P. benedenii was an open-ocean dweller and its paleoecology is poorly understood in the present. Teeth of P. benedenii are distinctively curved and lacking in compression fractures, these observations suggest that P. benedenii largely fed on soft-bodied prey including other sharks. Some paleontologists speculated that P. benedenii fed at a very high trophic level with a diet composed of other large-bodied sharks, but trophic partitioning with other large-bodied sharks is apparent.

==Classification==
Due to the general scarcity and ambiguity of fossils, the familiar placement remains uncertain. Several proposals suggest classifying the genus as a mega-toothed shark, cardabiodont, archaeolamnid, thresher shark, or white shark.

Currently, three valid species are generally recognized within Parotodus. These include P. benedenii, P. pavlovi, and P. mangyshlakensis. However, some scientists, especially those who identify Parotodus as a cardabiodont, do not recognize the latter two as members of the genus.

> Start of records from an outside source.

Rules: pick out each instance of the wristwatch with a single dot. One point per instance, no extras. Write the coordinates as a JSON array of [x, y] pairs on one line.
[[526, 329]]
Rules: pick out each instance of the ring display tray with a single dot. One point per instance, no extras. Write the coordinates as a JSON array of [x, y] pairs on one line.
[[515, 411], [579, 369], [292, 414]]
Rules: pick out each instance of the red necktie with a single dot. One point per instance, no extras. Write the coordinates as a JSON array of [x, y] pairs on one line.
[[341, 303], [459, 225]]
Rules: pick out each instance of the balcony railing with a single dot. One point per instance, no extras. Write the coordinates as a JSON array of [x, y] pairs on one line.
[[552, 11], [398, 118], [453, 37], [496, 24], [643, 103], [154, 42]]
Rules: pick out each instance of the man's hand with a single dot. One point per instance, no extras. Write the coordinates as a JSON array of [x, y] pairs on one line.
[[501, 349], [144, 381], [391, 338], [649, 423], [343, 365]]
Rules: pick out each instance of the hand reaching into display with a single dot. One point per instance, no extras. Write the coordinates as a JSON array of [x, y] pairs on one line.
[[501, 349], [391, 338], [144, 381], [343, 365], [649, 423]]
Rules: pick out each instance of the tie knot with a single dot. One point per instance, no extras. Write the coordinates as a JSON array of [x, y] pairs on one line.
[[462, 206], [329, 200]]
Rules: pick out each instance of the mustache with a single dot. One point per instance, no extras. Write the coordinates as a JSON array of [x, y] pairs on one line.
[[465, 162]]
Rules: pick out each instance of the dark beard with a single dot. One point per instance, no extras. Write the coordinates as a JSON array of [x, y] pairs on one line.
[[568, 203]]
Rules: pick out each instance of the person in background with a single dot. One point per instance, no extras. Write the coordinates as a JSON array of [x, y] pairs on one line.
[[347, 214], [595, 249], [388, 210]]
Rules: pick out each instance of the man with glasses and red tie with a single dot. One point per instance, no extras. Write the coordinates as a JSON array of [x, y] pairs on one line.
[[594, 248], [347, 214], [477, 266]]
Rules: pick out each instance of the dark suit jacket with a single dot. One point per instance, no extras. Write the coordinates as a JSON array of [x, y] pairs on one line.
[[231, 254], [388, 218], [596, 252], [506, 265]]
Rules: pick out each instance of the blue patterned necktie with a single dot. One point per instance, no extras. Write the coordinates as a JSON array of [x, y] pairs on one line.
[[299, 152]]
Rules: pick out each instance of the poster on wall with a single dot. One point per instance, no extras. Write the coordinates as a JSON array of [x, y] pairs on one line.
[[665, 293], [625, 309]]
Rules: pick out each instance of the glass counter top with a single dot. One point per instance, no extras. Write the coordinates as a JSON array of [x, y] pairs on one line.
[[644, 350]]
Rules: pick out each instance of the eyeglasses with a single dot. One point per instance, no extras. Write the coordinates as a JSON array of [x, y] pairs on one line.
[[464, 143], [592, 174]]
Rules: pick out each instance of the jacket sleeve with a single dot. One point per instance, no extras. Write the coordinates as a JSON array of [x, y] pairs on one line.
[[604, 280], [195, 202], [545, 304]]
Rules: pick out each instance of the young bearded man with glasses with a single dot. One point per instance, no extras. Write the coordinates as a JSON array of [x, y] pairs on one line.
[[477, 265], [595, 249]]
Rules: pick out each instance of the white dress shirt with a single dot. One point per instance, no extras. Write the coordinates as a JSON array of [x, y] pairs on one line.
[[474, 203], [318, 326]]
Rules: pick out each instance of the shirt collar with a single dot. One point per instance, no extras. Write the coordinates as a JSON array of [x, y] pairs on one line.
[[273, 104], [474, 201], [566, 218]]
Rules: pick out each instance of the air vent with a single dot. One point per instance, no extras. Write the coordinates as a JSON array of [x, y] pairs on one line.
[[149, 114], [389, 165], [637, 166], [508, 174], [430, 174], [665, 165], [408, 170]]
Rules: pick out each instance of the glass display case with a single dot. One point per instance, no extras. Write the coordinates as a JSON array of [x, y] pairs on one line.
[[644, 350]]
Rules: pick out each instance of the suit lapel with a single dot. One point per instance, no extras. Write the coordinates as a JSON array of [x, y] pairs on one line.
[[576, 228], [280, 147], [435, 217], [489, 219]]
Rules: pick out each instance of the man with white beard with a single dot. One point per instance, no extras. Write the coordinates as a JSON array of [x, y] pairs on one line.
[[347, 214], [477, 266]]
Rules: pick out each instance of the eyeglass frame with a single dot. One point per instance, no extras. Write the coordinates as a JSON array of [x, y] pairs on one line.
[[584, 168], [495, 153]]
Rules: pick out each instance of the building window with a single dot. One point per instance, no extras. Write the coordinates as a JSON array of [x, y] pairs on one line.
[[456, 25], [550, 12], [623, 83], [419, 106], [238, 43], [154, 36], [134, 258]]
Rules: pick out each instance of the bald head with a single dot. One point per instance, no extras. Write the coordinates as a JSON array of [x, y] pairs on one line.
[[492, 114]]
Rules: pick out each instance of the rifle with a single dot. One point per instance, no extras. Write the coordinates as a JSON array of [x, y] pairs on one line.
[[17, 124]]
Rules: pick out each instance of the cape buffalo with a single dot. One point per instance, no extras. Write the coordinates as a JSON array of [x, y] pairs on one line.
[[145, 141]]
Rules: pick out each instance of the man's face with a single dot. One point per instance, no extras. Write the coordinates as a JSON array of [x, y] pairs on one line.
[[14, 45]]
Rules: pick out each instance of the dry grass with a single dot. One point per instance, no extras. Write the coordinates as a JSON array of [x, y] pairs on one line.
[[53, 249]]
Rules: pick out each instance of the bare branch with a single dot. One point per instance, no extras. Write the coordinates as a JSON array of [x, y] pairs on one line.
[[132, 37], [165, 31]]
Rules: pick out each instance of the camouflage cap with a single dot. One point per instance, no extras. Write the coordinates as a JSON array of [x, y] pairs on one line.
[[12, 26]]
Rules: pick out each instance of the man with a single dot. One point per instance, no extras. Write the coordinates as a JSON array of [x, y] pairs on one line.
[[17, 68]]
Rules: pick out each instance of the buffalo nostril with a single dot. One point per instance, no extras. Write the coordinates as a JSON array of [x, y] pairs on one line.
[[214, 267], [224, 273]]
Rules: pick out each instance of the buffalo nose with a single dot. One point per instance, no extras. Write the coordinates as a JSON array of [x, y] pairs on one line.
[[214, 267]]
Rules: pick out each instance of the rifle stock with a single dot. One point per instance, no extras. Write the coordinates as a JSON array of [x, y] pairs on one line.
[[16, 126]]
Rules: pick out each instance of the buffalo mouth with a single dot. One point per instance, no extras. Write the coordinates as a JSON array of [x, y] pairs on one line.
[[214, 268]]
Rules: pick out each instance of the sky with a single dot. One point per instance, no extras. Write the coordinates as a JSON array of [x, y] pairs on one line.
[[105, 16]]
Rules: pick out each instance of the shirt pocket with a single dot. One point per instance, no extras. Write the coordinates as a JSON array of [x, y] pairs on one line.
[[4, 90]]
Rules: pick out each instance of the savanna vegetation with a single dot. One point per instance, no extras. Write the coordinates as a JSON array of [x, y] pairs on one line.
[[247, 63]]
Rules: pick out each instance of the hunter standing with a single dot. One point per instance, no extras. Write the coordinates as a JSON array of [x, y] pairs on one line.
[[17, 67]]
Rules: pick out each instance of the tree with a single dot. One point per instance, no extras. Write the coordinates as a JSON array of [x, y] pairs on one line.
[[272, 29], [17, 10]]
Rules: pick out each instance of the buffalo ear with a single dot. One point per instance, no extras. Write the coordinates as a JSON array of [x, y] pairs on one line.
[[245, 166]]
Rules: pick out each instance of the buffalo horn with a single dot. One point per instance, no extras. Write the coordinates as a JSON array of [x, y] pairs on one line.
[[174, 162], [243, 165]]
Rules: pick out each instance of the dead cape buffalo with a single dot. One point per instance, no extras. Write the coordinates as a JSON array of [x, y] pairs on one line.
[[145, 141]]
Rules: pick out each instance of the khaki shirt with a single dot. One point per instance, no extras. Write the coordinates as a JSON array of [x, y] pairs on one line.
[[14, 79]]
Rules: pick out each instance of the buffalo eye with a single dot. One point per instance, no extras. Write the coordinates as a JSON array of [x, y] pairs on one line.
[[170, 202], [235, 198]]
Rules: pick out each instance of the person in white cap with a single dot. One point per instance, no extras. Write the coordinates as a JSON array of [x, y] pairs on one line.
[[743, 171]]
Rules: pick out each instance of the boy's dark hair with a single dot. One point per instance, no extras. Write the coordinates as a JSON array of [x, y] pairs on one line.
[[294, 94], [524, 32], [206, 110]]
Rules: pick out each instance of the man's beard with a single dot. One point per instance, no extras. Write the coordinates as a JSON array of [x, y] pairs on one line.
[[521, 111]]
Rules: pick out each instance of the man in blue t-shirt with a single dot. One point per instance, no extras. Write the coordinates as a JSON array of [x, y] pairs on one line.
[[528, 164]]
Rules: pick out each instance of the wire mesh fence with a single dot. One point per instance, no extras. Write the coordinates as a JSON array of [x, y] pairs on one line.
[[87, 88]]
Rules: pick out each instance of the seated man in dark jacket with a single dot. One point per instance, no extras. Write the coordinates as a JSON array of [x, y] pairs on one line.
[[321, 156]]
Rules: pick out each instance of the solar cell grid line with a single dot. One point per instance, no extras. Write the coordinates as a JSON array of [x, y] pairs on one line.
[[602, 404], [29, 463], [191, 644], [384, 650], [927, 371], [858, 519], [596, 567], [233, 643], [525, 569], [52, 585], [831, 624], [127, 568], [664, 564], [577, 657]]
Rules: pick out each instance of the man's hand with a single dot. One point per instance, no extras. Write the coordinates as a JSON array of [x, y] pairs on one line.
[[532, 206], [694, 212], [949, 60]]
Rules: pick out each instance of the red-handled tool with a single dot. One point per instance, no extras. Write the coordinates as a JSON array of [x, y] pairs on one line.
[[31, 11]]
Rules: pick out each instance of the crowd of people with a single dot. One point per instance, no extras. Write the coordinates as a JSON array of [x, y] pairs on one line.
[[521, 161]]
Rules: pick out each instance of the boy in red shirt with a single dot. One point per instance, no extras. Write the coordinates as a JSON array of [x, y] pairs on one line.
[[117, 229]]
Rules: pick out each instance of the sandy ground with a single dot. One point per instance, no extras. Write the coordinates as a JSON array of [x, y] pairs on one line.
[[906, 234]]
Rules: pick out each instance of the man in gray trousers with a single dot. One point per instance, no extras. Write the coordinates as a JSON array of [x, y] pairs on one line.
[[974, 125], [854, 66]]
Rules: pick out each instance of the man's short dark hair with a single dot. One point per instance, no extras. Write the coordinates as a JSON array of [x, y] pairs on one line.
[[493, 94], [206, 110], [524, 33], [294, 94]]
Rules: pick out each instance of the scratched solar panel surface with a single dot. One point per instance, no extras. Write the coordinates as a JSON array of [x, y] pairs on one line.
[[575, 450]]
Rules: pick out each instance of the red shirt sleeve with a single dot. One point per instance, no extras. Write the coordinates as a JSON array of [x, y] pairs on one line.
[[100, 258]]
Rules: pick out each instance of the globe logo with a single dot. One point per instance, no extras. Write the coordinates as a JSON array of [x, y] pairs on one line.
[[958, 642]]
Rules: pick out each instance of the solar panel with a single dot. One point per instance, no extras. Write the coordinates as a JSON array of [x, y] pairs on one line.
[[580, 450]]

A fourth species from the Oligocene of Japan was reported by Ward, Nakatani, and Bernard in a 2017 poster. The poster stated that the new species is to be named after Yasuhiro Fudouji, the paleontologist who discovered the type specimens, and will be formally described in an upcoming paper. However, the scientific name was not explicitly stated to avoid an accidental invalidation of the taxon.

==Fossil records==
The genus is often regarded as a rare species despite its presence in ocean deposits worldwide. As a result, it is often prized by fossil collectors. Paleontologists believe that Parotodus likely inhabited primarily open oceans like the modern oceanic whitetip shark and blue shark. This would explain why fossils of a cosmopolitan animal are so rare, given that open oceans are seldom represented in terrestrial fossil deposits. This hypothesis is additionally supported by how Parotodus teeth are unusually common in nodule deposits under the Pacific and Indian Oceans and on islands located far away from continental lands.

Parotodus fossils have been recovered from fossil deposits in the Azores, Mallorca, Malta, Europe, Madagascar, Kazakhstan, Indonesia, Japan, South Korea, South Africa, New Zealand, Australia, Peru, Brazil, California, the East Coast of the United States, and dredged from the Pacific and Indian Oceans.